Au début des années 70, le maître du sarod Ali Akbar Khan convie Hussain à San Francisco pour enseigner son art. Ce dernier n'a que 15 ans… Parallèlement à ses expériences cosmopolites, son tabla aguicheur suscite des rencontres mémorables avec des Indiens du Sud. Apport incontestable.

Depuis des millénaires, les musiques hindoustanie (Nord) et carnatique (Sud) se lorgnent de loin. Avec la superbe de deux lions ne souffrant aucun rival. La parenté est manifeste, mais l'approche dissemblable. Le génie de Zakir Hussain tient en cette sublime confrontation.

Baptisée Zakir Hussain percussions, sa formation actuelle n'abrite que des doigts fertiles, formés aux alentours de Madras, et des instruments rares. Au ghatam (jarre de terre), Vikku Vinavakaram, malgré son âge apparemment canonique, laisse systématiquement son public sans souffle.
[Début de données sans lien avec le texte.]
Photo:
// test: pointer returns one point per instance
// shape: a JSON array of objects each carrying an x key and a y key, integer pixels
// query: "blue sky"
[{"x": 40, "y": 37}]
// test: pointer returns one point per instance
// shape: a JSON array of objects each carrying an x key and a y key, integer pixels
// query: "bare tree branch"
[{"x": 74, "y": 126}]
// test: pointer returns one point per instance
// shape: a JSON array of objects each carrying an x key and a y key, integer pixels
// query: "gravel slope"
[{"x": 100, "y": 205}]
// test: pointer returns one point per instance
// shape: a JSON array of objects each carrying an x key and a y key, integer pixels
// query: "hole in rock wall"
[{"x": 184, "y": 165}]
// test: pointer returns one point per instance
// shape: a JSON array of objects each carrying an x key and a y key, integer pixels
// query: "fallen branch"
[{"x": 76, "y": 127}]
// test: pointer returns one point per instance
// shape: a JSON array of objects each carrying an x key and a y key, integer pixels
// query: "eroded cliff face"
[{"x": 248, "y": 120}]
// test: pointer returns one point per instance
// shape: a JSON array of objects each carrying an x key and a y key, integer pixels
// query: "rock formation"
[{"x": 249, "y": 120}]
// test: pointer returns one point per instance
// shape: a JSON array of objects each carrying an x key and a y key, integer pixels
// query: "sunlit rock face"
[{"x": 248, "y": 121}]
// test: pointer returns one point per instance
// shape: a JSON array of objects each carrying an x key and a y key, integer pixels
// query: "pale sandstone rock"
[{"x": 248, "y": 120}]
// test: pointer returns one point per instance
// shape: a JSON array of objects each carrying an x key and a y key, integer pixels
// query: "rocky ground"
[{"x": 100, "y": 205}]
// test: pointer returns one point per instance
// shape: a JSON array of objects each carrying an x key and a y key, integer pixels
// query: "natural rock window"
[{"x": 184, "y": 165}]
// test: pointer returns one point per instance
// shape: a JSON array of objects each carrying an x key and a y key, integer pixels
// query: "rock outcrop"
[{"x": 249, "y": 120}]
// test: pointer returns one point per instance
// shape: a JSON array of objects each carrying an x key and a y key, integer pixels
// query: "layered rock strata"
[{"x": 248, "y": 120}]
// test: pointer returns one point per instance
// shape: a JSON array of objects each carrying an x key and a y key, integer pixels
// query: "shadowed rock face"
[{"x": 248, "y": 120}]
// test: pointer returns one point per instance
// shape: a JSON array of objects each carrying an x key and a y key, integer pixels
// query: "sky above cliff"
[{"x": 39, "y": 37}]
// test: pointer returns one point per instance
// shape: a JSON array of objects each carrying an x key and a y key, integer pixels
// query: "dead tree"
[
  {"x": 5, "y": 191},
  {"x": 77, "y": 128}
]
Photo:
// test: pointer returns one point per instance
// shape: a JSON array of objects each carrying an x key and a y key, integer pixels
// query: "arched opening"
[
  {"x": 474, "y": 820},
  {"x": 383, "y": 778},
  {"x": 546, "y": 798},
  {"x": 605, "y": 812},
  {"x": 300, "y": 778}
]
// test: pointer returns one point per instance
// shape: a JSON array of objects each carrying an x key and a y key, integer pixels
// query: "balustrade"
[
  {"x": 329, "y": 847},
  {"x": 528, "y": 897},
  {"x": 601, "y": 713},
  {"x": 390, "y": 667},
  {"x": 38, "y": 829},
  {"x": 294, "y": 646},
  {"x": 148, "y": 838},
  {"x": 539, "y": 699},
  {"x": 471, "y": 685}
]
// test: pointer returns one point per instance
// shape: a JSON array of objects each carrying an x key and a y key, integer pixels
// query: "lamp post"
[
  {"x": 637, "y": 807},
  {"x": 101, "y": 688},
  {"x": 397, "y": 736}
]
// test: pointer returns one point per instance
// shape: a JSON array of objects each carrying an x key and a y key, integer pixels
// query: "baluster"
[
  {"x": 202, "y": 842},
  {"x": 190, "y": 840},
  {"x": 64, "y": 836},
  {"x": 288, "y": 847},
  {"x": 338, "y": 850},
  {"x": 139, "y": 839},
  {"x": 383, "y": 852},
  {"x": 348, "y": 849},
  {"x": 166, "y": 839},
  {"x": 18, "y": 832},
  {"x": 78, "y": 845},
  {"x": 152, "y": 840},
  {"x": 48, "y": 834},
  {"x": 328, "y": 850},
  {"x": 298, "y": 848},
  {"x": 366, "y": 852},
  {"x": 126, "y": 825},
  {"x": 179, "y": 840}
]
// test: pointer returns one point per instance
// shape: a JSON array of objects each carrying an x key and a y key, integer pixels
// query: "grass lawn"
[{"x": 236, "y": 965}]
Selva Ganesh, son fils, se profile comme l'un des meilleurs spécialistes du tambourin du Sud. Pour parachever l'ensemble, les deux frères Ganesh montrent que l'on pourrait croire aisément aux origines indiennes du violon. Si l'on peut entendre de tels concerts en Europe, c'est qu'une certaine forme d'orientalisme de pacotille n'y a plus court: celui d'une Inde fantasmée et probablement violentée. La rémanence du tala, ce cycle inaltéré du rythme, est alors accessible dans sa pureté inestimable.

Zakir Hussain percussions, Octogone de Pully, lundi 19 avril à 20 h 30, location: Billetel.